Most people associate Ireland's migration history with emigration but the country has an infrequently referenced but rich immigration history. For example, approximately 100,000 English-, Scottish- and Welsh-born people lived on the island following partition – 50,000 in the Free State and 50,000 in Northern Ireland. Around the same time, the island contained significant pockets of Litvak Jews, especially in Dublin, and smaller groups of Italians, French and German immigrants. Improvements in the Irish economy and the country's entry in to the European Economic Community (EEC) encouraged more west European immigrants to move to Ireland, with the amount of people born in the seven other EEC countries, excluding Ireland and the UK, tripling between 1971 and 1991. None the less, in comparison with other west European countries, Ireland remained a country remarkably untouched by post-war immigration.

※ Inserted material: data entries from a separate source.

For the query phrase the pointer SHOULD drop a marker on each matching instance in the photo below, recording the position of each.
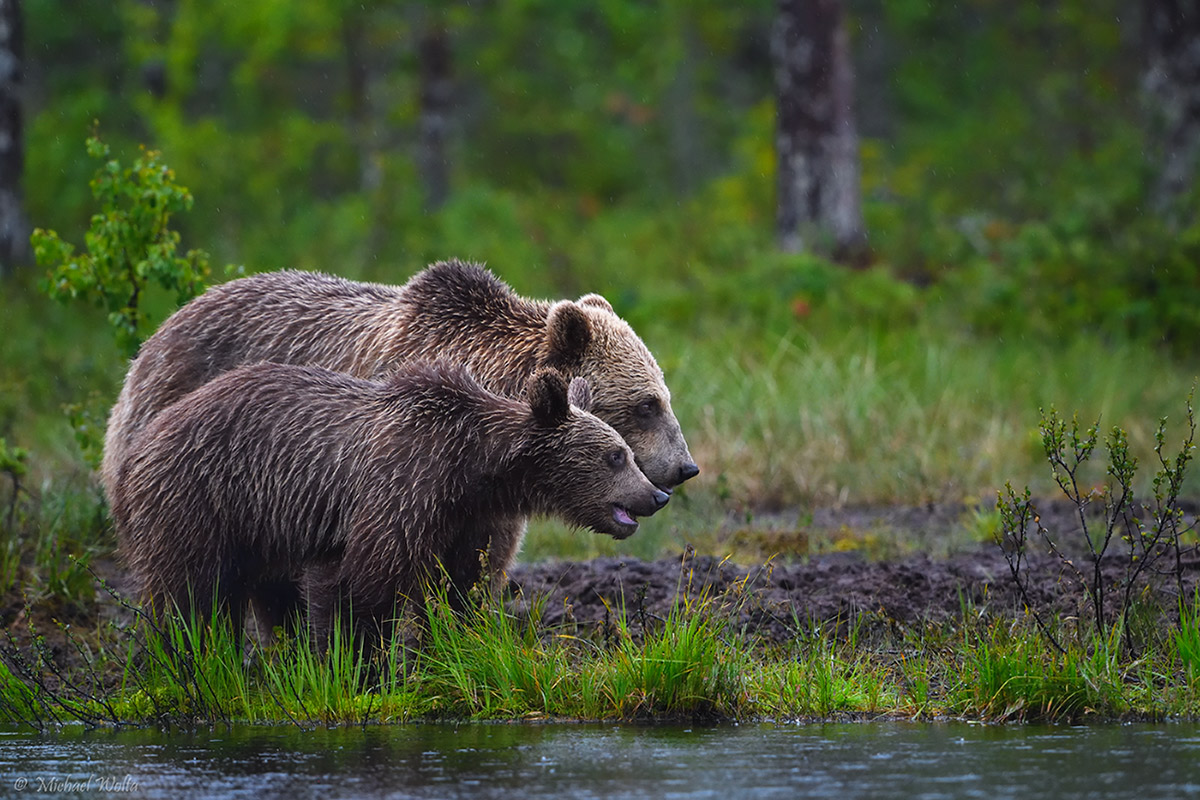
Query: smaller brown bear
(270, 471)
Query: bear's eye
(647, 408)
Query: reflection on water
(888, 759)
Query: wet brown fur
(454, 311)
(273, 470)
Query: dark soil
(773, 600)
(787, 596)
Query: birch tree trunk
(816, 139)
(13, 224)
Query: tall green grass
(490, 665)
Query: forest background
(1027, 232)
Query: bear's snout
(660, 499)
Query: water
(882, 759)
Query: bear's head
(585, 469)
(588, 340)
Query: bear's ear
(595, 301)
(579, 394)
(568, 336)
(547, 397)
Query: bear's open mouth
(622, 516)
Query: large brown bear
(271, 470)
(454, 311)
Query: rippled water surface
(882, 759)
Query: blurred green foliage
(1005, 162)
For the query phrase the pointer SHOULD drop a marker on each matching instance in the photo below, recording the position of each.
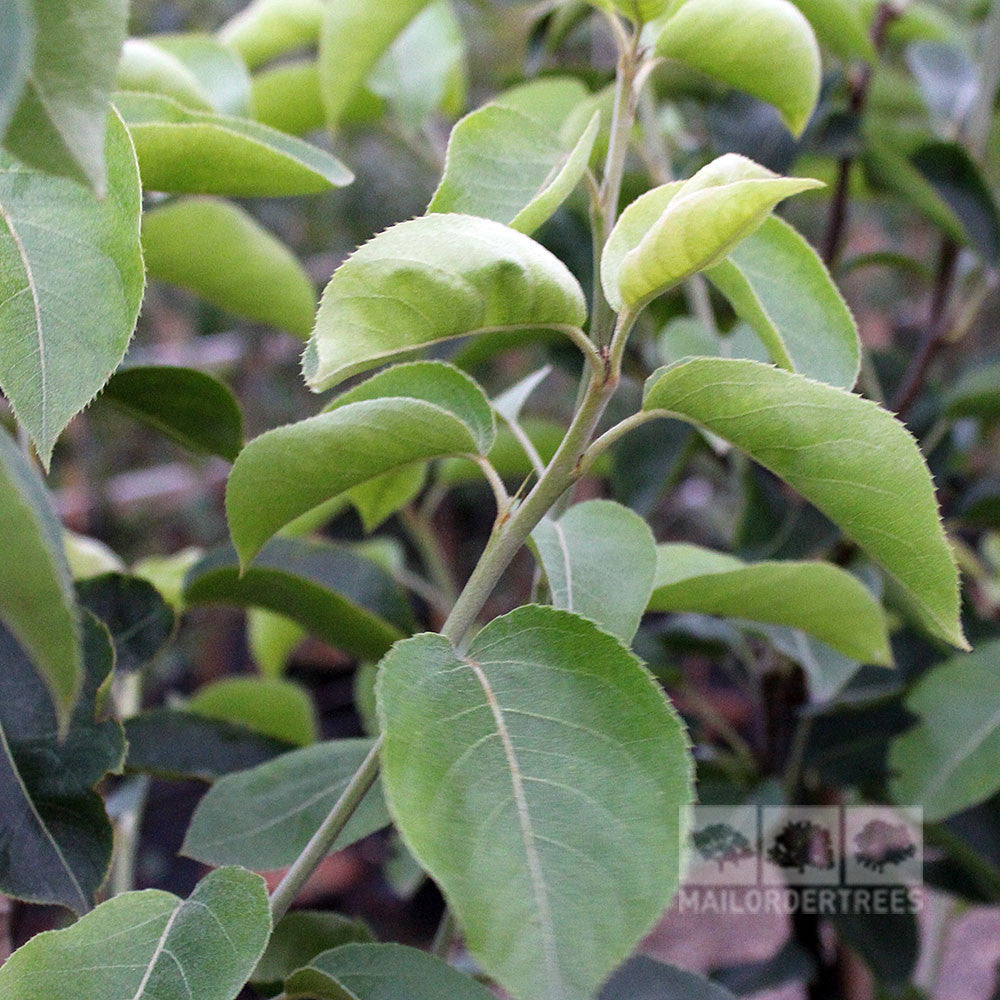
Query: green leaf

Until the 1990s, immigration to Ireland consisted mostly of Irish emigrants returning home and a small number of Britons moving across the Irish Sea – often for love. With no pressing need for foreign workers owing to a largely stagnant economy, Ireland never attracted significant numbers of immigrants after independence. Since 1991, however, the country has undergone an enormous change as it came to contain a larger proportion of immigrants than many western European states that had experienced extensive immigration for fifty years or more. By 2011, 17 per cent of the population had been born abroad while 12 per cent of the population were citizens of other countries. Fewer than 55,000 people resident in the state in 1991 were born outside Ireland or the UK; by 2011 this had risen to more than 460,000. Other western European states, such as Italy, Portugal and Greece, had experienced similar transitions from countries of emigration to countries of immigration but not on the same scale as Ireland. Spain, which experienced a comparable construction boom – and subsequent bust – harboured the most similarities with Ireland, but many of its immigrants came from the country's former colonies in Latin America. The vast majority of Ireland's immigrant population came from other EU countries. This further distinguished Ireland from its EU counterparts, since most European states’ immigrants came from outside the EU.